Monday, July 6, 2009

Former WKCR DJ Publishes Second Book on the Brain

Amazing Grace, the program that precedes The Moonshine Show on WKCR, has seen a string of unlikely DJs over the years -- including me. The show is devoted to playing African-American gospel and particularly classic quartet-style gospel from the 1940s and 1950s. Needless to say, there are not a whole lot of 18- to 21-year-old Columbia undergraduates who show up at WKCR saying they want to program music like that.

So various DJs get thrown into the role of hosting the show, and many of them become completely hooked on it. Andy Bean from The Two Man Gentlemen Band was the host for several years in the late 90s/early 00s.

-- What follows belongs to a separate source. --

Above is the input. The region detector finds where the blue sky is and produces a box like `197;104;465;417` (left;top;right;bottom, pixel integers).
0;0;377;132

Dan Lewis, who had been a jazz DJ and now is a Harvard-trained lawyer, hosted the show in the early 00s. And Glover Wright, who started his WKCR career as a country DJ has hosted the program for the past several years.

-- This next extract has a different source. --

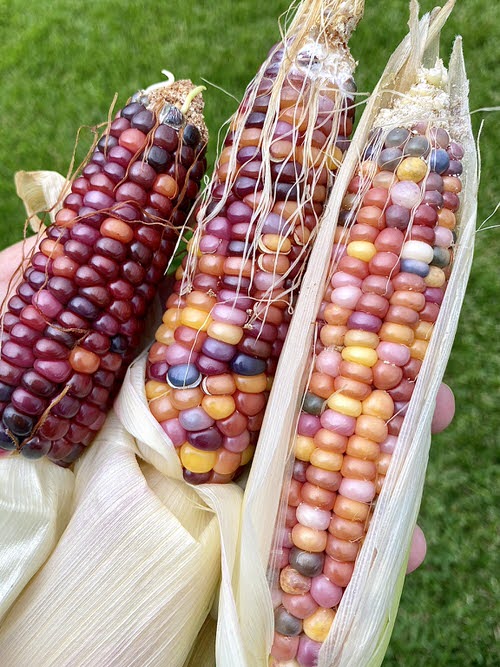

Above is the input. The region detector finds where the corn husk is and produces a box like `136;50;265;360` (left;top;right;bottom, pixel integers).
236;2;478;667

Shortly after Andy Bean -- Andrew Rudman as he was named at the time -- and before Dan Lewis, there was a Columbia College freshman named Jonah Lehrer who hosted Amazing Grace. Jonah was a terrific host. He really embraced the music, reading up on the performers and relaying his enthusiasm for their stories and their music over the air to the listeners. He did exactly what a WKCR DJ was supposed to do: present the music in a knowledgeable and informative fashion that justified why it was relevant for us to dedicate two hours of programming time each week to 1940s/50s gospel music.

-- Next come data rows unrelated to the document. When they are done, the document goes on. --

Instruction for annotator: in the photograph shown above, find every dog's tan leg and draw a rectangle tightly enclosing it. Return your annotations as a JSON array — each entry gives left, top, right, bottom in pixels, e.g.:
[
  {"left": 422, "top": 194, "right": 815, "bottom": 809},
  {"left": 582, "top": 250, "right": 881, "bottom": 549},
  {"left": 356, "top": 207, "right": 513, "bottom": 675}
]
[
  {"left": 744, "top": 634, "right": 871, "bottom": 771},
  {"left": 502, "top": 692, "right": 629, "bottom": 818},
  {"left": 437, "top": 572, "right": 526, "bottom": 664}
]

Jonah unfortunately stopped hosting the show after September 11th. The station was off the air for a while, and Jonah drifted on to other activities. I would sometimes see him around campus, but he never came back to host the show.

It seems that he concentrated his energies elsewhere, as he now has published two books on the brain. The first, which came out in September of last year, is called Proust was a Neuroscientist, and it explores the way in which literary talents have presaged scientific discoveries about the brain. As Publishers Weekly writes, "The 25-year-old Columbia graduate draws from his diverse background in lab work, science writing and fine cuisine to explain how Cézanne anticipated breakthroughs in the understanding of human sight, how Walt Whitman intuited the biological basis of thoughts and, in the title essay, how Proust penetrated the mysteries of memory by immersing himself in childhood recollections."

His new book is called How We Decide, and it brings together various findings from behavioral psychology, interacting with some of Malcom Gladwell's books and similar material.